Yeah...I'm depressed about looming negotiations.
If there's one thing I've learned about the regional world it's that unless you literally punch your way through a picket line absolutely everything is acceptable, especially on the interweb. So get ready to get flamed for that post.
 

Nick

Well-Known Member
Flame Away . . . at Reality

If there's one thing I've learned about the regional world it's that unless you literally punch your way through a picket line absolutely everything is acceptable, especially on the interweb. So get ready to get flamed for that post.
I don't think Baronman even cares if he gets flamed for that post.

Every single thing he wrote was true.

SkyWest, for example, offered a lower rate to Continental Airlines and forced ExpressJet to go with a lower rate, or face losing the flying altogether. That defines lowering the bar.

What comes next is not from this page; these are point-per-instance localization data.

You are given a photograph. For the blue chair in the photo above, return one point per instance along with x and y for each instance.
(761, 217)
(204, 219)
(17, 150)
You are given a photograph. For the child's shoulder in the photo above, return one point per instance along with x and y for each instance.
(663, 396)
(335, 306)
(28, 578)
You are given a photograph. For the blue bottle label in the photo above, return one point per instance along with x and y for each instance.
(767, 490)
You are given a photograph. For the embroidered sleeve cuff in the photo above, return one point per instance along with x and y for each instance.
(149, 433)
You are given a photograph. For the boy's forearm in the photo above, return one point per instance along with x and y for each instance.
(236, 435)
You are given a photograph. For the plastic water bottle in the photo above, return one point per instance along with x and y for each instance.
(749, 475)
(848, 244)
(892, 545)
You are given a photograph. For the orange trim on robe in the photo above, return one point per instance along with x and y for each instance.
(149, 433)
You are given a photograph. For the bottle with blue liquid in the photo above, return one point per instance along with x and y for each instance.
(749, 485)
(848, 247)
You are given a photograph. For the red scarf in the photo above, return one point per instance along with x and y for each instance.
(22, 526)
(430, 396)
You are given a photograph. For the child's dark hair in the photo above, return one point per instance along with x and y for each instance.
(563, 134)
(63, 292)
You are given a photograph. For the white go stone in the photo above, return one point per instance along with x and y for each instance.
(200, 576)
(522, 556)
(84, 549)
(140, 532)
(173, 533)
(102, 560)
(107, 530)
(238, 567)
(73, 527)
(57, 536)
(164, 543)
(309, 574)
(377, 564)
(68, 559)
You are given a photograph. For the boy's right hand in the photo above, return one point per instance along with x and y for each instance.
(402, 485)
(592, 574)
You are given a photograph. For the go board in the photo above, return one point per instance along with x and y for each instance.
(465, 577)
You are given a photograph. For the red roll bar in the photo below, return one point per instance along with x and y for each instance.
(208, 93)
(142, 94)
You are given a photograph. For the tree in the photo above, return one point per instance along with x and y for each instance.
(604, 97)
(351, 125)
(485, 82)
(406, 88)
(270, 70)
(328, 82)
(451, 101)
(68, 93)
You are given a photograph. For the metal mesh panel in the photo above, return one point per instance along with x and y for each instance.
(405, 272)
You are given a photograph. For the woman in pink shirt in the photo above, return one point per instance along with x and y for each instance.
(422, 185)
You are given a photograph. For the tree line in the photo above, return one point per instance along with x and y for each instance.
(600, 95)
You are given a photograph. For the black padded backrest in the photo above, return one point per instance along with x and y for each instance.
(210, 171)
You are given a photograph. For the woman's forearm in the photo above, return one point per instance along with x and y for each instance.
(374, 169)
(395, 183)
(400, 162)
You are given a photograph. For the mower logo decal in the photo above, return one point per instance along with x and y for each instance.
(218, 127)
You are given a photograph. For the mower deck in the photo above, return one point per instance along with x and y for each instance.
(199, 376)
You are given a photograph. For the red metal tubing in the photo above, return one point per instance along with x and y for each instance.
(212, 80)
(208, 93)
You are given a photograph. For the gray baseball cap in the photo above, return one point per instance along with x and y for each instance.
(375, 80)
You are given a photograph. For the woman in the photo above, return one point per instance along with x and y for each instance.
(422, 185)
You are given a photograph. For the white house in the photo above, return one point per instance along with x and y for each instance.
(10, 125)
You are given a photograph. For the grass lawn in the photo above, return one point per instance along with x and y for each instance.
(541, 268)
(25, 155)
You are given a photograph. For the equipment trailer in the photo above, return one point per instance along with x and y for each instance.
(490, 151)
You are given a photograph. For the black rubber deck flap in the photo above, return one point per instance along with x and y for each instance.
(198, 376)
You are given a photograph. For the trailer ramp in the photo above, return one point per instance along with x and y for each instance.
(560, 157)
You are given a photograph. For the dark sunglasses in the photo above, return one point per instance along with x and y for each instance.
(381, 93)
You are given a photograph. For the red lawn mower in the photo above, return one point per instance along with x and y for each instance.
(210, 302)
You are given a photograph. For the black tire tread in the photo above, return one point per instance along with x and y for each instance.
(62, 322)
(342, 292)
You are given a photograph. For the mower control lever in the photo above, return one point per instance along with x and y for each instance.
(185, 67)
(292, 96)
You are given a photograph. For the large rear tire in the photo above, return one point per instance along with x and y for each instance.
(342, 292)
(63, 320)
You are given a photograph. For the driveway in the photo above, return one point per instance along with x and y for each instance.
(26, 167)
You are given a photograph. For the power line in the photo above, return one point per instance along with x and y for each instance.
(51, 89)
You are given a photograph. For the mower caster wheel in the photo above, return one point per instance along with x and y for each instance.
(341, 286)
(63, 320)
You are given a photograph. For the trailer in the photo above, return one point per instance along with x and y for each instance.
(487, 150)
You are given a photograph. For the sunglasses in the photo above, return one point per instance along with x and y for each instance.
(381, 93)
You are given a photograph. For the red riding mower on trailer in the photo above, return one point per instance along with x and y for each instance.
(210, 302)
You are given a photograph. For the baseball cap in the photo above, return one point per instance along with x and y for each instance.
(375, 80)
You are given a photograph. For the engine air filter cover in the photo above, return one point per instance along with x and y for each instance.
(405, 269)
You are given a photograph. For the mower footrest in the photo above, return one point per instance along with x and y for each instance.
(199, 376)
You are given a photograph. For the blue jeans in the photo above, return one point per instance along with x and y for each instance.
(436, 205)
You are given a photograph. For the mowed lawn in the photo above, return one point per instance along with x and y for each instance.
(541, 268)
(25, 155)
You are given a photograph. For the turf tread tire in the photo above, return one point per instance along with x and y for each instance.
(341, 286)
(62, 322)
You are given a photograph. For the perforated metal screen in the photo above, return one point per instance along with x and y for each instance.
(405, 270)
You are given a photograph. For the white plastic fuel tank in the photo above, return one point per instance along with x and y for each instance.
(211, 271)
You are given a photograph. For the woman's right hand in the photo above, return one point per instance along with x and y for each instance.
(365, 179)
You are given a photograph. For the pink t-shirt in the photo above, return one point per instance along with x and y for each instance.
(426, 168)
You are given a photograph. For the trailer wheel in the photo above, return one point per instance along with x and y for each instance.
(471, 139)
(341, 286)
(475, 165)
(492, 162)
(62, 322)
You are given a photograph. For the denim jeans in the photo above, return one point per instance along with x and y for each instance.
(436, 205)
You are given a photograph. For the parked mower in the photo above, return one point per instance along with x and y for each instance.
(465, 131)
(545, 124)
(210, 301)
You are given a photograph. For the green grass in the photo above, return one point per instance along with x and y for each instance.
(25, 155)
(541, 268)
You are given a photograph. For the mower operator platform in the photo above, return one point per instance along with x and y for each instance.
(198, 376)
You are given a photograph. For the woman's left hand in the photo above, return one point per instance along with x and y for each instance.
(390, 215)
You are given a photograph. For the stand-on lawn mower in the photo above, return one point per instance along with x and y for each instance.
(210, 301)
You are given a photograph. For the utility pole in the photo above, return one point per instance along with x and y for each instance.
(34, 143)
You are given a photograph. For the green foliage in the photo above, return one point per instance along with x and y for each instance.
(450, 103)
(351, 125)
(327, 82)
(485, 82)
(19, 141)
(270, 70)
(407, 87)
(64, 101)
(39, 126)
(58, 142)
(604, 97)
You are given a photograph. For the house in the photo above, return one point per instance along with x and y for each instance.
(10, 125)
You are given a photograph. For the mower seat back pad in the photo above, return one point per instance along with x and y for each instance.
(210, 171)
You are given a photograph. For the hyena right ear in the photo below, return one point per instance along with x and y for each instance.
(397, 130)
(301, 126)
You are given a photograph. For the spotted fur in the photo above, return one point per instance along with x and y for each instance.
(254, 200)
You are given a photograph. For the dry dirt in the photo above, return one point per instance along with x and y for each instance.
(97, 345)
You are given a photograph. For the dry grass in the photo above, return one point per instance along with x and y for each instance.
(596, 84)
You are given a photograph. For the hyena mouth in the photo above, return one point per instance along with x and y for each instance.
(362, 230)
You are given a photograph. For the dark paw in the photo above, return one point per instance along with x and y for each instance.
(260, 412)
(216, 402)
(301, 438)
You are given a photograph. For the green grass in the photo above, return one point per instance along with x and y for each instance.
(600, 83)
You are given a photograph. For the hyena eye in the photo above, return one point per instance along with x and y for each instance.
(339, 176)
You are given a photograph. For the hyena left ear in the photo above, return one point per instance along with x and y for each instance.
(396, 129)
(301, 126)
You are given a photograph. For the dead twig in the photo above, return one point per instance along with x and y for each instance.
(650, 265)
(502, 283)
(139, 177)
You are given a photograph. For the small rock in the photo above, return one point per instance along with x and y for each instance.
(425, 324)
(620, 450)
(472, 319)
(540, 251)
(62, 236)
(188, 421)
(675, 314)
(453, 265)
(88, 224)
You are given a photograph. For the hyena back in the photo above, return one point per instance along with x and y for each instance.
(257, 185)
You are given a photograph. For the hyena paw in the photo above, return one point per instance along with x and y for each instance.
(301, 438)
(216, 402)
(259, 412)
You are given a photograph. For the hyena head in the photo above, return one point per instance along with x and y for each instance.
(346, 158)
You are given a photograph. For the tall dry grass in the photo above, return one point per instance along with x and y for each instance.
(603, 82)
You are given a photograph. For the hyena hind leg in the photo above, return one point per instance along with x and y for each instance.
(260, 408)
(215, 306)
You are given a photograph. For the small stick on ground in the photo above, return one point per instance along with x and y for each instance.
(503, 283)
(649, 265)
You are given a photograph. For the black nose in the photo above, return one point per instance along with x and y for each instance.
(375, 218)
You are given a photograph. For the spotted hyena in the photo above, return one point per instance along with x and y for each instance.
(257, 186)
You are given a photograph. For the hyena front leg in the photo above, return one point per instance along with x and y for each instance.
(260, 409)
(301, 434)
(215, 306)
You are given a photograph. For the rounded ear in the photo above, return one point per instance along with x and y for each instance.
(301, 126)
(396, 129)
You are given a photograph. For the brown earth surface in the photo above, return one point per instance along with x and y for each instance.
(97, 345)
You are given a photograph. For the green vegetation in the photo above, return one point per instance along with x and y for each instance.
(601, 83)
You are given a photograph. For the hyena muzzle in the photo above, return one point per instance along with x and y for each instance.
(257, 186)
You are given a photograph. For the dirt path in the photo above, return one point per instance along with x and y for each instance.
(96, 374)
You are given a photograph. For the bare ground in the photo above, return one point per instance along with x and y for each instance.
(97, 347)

That of course is just an example; this happens constantly in the regional airlines because that is the disaster that they are. They really all need to just go away, 'good' regionals and 'bad', but that is not going to happen in the short term.
 

Velocipede

New Member
Re: Flame Away . . . at Reality

Its simple economics. They fly 74 for less than you fly 50. And jets don't have that much advantage in the East Coast markets.

How much more fuel do you burn? The Q400 is where regional flying is going.